Representante de vários ritmos, Preta tem sua própria percepção do que é o Carnaval. "Fui criada na Bahia e também no Rio, onde nasci e voltei aos cinco anos. Desde sempre temos o hábito de ir para Salvador, mas também de ver os desfile das escolas. Ou seja, sou mesmo PhD na folia, meu coração é samba e axé, mas também é frevo, é forró, funk…", brinca a cantora, que faz um paralelo entre as duas principais festas do Brasil.
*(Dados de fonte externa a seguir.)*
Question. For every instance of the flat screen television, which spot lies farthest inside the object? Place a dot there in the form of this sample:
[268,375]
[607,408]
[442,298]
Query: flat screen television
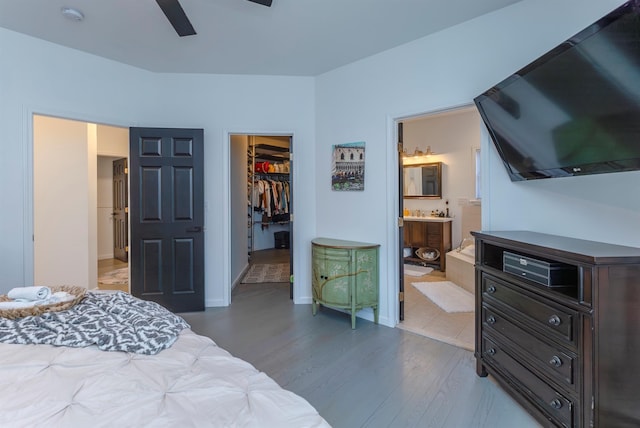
[575,110]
"Acho que o Rio tem a cultura do samba em suas entranhas, ela se espalhou, mas foi no Rio que a magia do samba e das escolas ganhou força. Acho que blocos de Bate-bola e Clóvis só têm por aqui também, mas o Carnaval do Brasil é uma enorme colcha de retalhos que uma coisa se parece com a outra", explica.

Sororidade

Dentre as muitas características de Preta, um detalhe que sobressai sobre sua personalidade é seu lado solidário. Essa vertente pôde ser vista pelo público no ano passado, quando a cantora Lexa foi vítima de um golpe e não conseguiu desfilar com seu trio em São Paulo. Na ocasião, Preta convidou a cantora para o seu próprio trio e ajudou a colega a fazer a festa que tinha sonhado.

"Na hora em que eu soube do drama da Lexa, não pensei em outra coisa: meu microfone seria dela e de todos os seus convidados. Foi lindo, ela apareceu com uma galera e cantamos todos juntos. A música é uma família, sabemos as dores e as delícias de ser mulher e literalmente colocar um 'bloco na rua'", lembra Preta, que faz coro à união feminina.

"Sororidade é uma palavra que, graças a Deus, está saindo do dicionário para a boca das mulheres. Temos que nos unir, não só as mulheres, mas todos que queiram um mundo mais justo e equilibrado. Compete quem quer tomar o lugar do outro, mas isso é ilusão, pois ninguém jamais será igual a ninguém", defende.

Liberdade

Os preceitos feministas seguidos por Preta vão ainda mais além. Musa do empoderamento feminino, a cantora comemora a crescente liberdade conquistada pelas mulheres tanto na forma de curtir quanto na hora de se vestir.

"Mas qual espaço deveria ser mais democrático para as pessoas serem o que elas são do que no Carnaval, debaixo de um calor de 40 graus? Chegamos a uma época que não existe mais espaço para sofrer com a sua própria realidade. O corpo está cada vez mais livre, precisamos evoluir e respeitar o outro", argumenta a cantora, que mesmo fora dos padrões arcaicos de beleza, não hesita em postar fotos de biquínis encorajando outras mulheres a se libertarem.

Família do samba

Filha de Gilberto Gil e afilhada de Gal Costa, Preta é fruto de uma família famosa por seus talentos. Como se não fosse o bastante, a cantora encontrou felicidade na família que ela mesma criou. Prestes a completar cinco anos de casamento com Rodrigo Godoy, ela se derrete por sua primeira netinha, Sol de Maria, de 4 aninhos, que, por sinal, puxou à avó e já é apaixonada pela folia.

"Sol de Maria é Carnaval o ano inteiro, amor! Ela vive fantasiada, canta, dança e não nega o sangue que tem. Ela é igualzinha a mim quando criança. Aí você pode imaginar onde é que isso vai parar. Eu estou esquentando o Bloco da Preta para, um dia, deixar para ela. Bloco da Sol! Já imaginou?", se empolga, com orgulho, a vovó Preta.